Though Silvester is reluctant to identify clients in an interview, he said he provided B.C.’s Office of the Information and Privacy Commissioner with a list of “everyone we’ve worked with, for all-time, he looked at every client that we have ever had.”
Silvester said he does not regret any client work or outcomes of the client work, but he disagrees with critics of the digital political advertising game.
“Just because a politician wants to share their message with as many people as possible in the most effective way, that is somehow nefarious? What we do is help our clients to get their message out to the people who need to hear it, most effectively.”
During testimony in early 2018, whistleblower Christopher Wylie, who hails from Victoria, had called AIQ a franchise of SCL. In the interview, Silvester remained emphatic that his company is 100% Canadian-owned, the only directors are Massingham and him, and they are two of the three co-owners [Chris Shannon being the other].
“We make every decision for our company and there’s no one that can tell us what to do,” Silvester said. “We have no obligations to any other company, anywhere.”
Massingham’s testimony in September 2018 to the House of Commons information and ethics committee revealed that there was another tech expert involved with the company. He used the words “mentor” and “shareholder” to describe Matthew Watson, the chair and CEO of Victoria-headquartered sports highlights service SendtoNews.
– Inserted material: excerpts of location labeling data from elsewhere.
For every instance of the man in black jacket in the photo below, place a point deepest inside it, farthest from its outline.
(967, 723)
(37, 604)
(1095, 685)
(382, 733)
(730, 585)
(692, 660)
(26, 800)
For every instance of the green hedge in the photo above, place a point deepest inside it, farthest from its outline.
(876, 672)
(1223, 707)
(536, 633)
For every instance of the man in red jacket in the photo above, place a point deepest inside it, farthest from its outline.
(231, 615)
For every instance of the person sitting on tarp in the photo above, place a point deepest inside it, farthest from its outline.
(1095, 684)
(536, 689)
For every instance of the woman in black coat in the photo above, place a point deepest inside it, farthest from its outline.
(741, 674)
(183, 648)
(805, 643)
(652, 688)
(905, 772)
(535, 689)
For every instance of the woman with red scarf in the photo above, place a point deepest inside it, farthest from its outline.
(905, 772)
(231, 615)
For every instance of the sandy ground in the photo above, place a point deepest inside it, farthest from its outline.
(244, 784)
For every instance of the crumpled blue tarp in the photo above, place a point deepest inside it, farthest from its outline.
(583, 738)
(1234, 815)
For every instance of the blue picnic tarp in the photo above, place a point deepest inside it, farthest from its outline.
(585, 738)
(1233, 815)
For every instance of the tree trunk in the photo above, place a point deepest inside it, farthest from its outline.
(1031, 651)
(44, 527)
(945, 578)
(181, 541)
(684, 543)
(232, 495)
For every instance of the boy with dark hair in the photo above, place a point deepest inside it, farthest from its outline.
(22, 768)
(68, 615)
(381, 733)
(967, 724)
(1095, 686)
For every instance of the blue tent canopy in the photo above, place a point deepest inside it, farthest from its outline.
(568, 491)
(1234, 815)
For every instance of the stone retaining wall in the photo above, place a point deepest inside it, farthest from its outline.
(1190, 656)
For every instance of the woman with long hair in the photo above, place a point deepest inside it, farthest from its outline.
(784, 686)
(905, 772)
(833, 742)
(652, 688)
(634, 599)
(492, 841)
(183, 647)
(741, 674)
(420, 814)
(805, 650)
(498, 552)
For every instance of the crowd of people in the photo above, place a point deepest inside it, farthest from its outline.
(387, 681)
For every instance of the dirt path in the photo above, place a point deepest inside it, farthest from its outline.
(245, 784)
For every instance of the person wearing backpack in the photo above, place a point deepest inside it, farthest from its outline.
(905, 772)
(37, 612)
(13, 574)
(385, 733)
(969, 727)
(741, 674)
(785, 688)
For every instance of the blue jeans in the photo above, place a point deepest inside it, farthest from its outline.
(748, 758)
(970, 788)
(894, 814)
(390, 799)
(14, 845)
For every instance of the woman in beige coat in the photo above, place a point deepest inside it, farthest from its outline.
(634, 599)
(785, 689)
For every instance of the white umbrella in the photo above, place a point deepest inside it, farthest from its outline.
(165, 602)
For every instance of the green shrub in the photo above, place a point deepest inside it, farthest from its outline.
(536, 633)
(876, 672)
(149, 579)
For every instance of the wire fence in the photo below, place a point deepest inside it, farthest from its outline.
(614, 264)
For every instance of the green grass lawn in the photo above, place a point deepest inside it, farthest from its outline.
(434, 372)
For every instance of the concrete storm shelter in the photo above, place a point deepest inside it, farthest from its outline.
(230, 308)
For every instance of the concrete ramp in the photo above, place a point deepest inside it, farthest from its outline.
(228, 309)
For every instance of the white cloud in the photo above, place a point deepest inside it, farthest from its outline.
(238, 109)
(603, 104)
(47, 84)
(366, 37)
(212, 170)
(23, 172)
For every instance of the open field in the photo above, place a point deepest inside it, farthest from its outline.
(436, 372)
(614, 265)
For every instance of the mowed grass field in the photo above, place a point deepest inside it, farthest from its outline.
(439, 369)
Silvester clarified that Watson’s involvement was primarily during the company’s launch in 2013. Like Massingham in his committee testimony, however, Silvester did not say when Watson ceased to be a shareholder.
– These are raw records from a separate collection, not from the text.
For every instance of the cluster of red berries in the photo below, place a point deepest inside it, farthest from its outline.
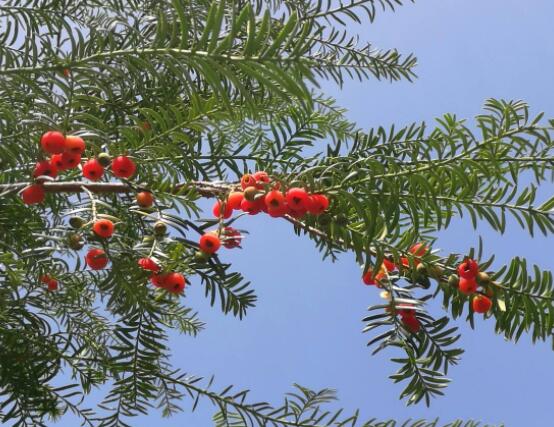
(374, 278)
(469, 275)
(171, 281)
(66, 154)
(259, 194)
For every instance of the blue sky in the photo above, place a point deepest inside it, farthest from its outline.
(307, 325)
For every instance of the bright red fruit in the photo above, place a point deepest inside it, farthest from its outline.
(261, 179)
(235, 199)
(468, 269)
(175, 283)
(148, 264)
(52, 285)
(56, 160)
(96, 259)
(247, 180)
(252, 208)
(222, 211)
(70, 160)
(74, 144)
(467, 285)
(158, 280)
(276, 203)
(317, 204)
(123, 167)
(231, 238)
(93, 170)
(103, 228)
(209, 243)
(411, 323)
(53, 142)
(45, 168)
(33, 194)
(419, 249)
(298, 199)
(145, 199)
(481, 303)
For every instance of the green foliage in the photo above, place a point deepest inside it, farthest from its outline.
(199, 93)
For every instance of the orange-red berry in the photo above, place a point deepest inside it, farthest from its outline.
(468, 269)
(93, 170)
(298, 199)
(96, 259)
(276, 203)
(53, 142)
(158, 280)
(209, 243)
(45, 168)
(175, 283)
(103, 228)
(148, 264)
(247, 180)
(52, 285)
(222, 210)
(123, 167)
(70, 160)
(33, 194)
(235, 199)
(74, 144)
(481, 303)
(317, 204)
(252, 208)
(467, 285)
(145, 199)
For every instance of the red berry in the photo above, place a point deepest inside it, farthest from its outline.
(411, 323)
(468, 269)
(231, 238)
(93, 170)
(96, 259)
(276, 203)
(70, 160)
(33, 194)
(247, 180)
(317, 204)
(252, 208)
(235, 199)
(123, 167)
(145, 199)
(419, 249)
(148, 264)
(52, 285)
(45, 168)
(297, 199)
(389, 265)
(103, 228)
(74, 144)
(481, 303)
(175, 283)
(209, 243)
(261, 179)
(368, 278)
(158, 280)
(217, 210)
(53, 142)
(467, 285)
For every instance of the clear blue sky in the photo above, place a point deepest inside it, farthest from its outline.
(307, 325)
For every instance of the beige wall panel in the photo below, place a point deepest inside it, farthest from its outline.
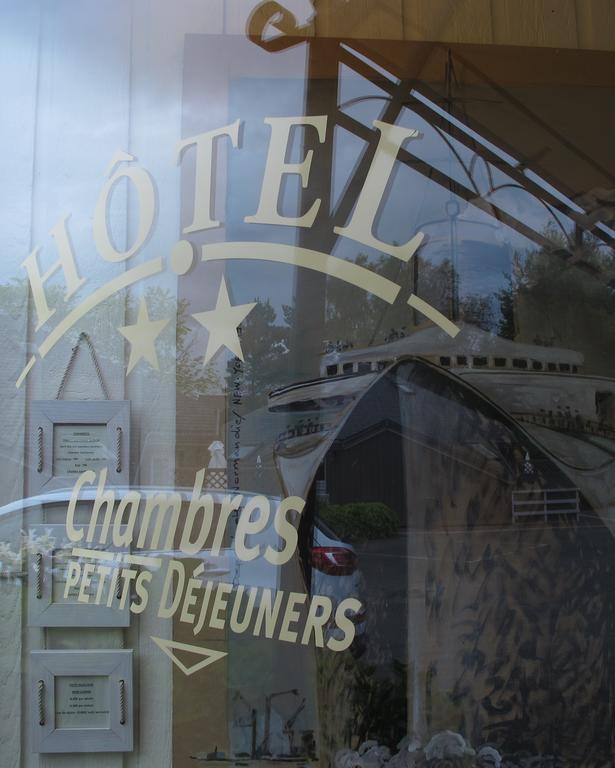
(549, 23)
(595, 23)
(451, 21)
(364, 18)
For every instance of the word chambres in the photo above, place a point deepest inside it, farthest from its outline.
(137, 538)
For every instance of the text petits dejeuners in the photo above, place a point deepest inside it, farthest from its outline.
(157, 535)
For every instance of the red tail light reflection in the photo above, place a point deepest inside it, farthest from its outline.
(334, 561)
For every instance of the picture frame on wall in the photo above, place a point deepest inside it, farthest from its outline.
(82, 701)
(68, 437)
(53, 589)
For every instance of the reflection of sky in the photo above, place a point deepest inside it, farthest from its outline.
(483, 245)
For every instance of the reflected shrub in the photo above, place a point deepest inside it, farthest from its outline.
(360, 521)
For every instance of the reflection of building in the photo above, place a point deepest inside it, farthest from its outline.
(470, 599)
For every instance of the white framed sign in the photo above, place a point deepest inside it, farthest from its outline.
(68, 437)
(82, 701)
(56, 598)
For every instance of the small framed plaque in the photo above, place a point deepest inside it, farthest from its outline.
(55, 583)
(68, 437)
(82, 701)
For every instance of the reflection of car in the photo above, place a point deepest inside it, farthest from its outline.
(333, 563)
(335, 574)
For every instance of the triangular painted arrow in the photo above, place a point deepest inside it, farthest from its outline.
(167, 647)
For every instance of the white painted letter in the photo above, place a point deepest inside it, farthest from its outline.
(361, 225)
(204, 173)
(277, 168)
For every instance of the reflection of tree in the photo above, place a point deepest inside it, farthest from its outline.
(365, 319)
(264, 346)
(568, 303)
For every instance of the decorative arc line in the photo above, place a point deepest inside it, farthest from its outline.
(304, 257)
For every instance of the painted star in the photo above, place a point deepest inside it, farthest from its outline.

“He gave us advice in the early days, we did thank him by giving him some shares, but he ended up returning those shares and he’s not had any role in any of the stuff we’re dealing with now,” Silvester said. “His involvement now is nothing and in the early days was quite limited. Obviously we’re thankful for the help because we had no idea at the time. In terms of day-to-day, no he’s not involved.”